Scalloped Potatoes for Dairy-Free Households

Why do we love scalloped potatoes? For one, they make a great side dish and they're perfect for holiday meals like Easter, Thanksgiving, and Christmas.

Secondly, you can get away with preparing them a day (or even two) ahead of time. This takes some of the stress out of your meal preparations because the potatoes can simply be baked when needed.

If your household has to go dairy-free, there's no reason to skip this favorite dish as the milk and cheese can easily be substituted. Some recipes use chicken broth or water while others use non-dairy alternatives like soy or almond milk.

  • Dairy-Free Saffron Scalloped Potatoes Recipe - A flavorful scalloped potato recipe, this one uses a butter substitute along with coconut and almond milk. It's surprising how no one can tell the difference.
  • Dijon Scalloped Potatoes Recipe - Home Grown Organic Foods has a tasty potato recipe that features a soy beverage from So Nice Soyganic. The Dijon mustard gives it a nice, rich flavor as well.
  • Dairy-Free Scalloped Potatoes Recipe - Gluten-Free Goddess has a vegan-friendly recipe that features soy milk though you can certainly try it with almond or hazelnut if you like.
  • Dusseldorf Potatoes Recipe - Tahini, turmeric, and Dijon mustard play a vital role in this dairy-free recipe which uses water and soymilk as the substitutes.
  • Spicy Vegan Scalloped Potatoes - If you're in the mood for a little spice, this recipe from The Spruce is a great choice. It uses nutritional yeast to add some cheesiness and the green chilies give it a nice kick.

A Quick Potato Tip

Red potatoes, a waxy variety, or Yukon Golds are the best choice for scalloped potatoes because they hold together better. While many recipes call for russet potatoes, these tend to turn mushy, which is the last thing you want.

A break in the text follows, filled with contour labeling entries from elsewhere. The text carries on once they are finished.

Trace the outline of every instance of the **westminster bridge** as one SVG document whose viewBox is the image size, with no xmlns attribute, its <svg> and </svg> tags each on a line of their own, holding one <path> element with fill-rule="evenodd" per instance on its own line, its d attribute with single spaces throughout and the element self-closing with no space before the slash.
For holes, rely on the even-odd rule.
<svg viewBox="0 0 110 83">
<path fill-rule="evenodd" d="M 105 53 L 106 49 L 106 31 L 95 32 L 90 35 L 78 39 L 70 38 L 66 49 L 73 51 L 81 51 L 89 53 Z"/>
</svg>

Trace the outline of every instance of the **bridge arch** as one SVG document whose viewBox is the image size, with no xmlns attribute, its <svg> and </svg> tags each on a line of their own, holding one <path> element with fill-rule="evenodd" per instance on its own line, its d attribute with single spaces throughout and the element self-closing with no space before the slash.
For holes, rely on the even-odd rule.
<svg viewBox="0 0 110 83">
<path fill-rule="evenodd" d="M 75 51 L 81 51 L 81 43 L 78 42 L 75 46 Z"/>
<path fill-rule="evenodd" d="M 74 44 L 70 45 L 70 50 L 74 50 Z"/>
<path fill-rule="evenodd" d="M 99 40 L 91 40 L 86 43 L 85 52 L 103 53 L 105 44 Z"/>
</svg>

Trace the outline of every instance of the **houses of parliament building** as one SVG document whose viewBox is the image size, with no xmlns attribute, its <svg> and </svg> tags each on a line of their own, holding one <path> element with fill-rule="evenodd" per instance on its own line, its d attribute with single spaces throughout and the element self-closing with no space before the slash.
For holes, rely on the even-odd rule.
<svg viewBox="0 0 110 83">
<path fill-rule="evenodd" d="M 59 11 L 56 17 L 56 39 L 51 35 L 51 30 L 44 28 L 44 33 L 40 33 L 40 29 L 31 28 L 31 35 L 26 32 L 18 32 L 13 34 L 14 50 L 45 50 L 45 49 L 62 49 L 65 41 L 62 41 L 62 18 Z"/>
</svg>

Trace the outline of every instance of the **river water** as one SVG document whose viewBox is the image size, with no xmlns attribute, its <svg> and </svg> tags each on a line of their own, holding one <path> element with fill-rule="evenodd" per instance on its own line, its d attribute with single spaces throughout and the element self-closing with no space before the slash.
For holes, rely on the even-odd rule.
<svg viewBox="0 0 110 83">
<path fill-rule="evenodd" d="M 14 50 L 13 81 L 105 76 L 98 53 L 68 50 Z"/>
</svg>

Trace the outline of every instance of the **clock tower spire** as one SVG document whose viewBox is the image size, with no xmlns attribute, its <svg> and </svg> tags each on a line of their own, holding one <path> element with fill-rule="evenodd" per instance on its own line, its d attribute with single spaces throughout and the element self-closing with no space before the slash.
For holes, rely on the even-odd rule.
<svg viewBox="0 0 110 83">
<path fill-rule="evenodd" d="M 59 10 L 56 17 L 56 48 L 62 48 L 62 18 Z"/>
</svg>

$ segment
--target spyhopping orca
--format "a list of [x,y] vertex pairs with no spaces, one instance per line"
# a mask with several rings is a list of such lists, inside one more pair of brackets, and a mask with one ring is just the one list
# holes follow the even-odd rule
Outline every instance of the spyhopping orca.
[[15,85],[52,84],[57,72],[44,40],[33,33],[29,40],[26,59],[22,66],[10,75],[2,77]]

How Scalloped Potatoes Got Their Name

Scalloped potatoes have nothing to do with the shellfish known as a scallop. Some pundits believe the name is a derivation of the Old English word “collops” (or Old French "escalope" or "escallope") which meant to slice meat thinly. It's thought that this was then applied to anything sliced thinly, like potatoes.

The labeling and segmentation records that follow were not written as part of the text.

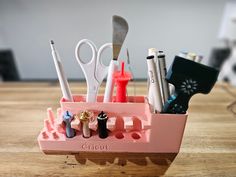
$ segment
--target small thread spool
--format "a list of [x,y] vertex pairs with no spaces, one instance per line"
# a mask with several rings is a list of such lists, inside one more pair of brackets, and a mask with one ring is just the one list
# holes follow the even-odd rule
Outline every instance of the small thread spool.
[[102,111],[98,114],[97,121],[98,121],[98,135],[100,138],[104,139],[108,136],[107,130],[107,115]]
[[73,138],[75,136],[75,130],[71,128],[71,121],[73,119],[73,114],[69,111],[66,111],[63,114],[63,121],[66,124],[66,137],[67,138]]
[[89,129],[89,121],[93,117],[93,113],[89,111],[83,111],[80,113],[79,119],[82,123],[82,133],[84,138],[91,137],[91,130]]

Scalloped Potatoes vs. Au Gratin Potatoes

Both scalloped potatoes and au gratin potatoes are made with sliced potatoes baked in a creamy sauce and topped with crunchy crumbs.

So, what's the difference?

  • Au grain literally means covered with breadcrumbs and/or cheese and then baked until brown. Vegetables such as cauliflower, green beans, eggplant, or tomatoes can be prepared au gratin. Fish and seafood also can be prepared au gratin.
  • Scalloped potatoes refer to potatoes that have been baked in a creamy sauce (like a béchamel or white sauce) and covered with seasoned bread or cracker crumbs.

The big difference between the two is that potatoes au gratin typically have cheese as one of the ingredients. You will, however, see many scalloped potato recipes that call for cheese as well.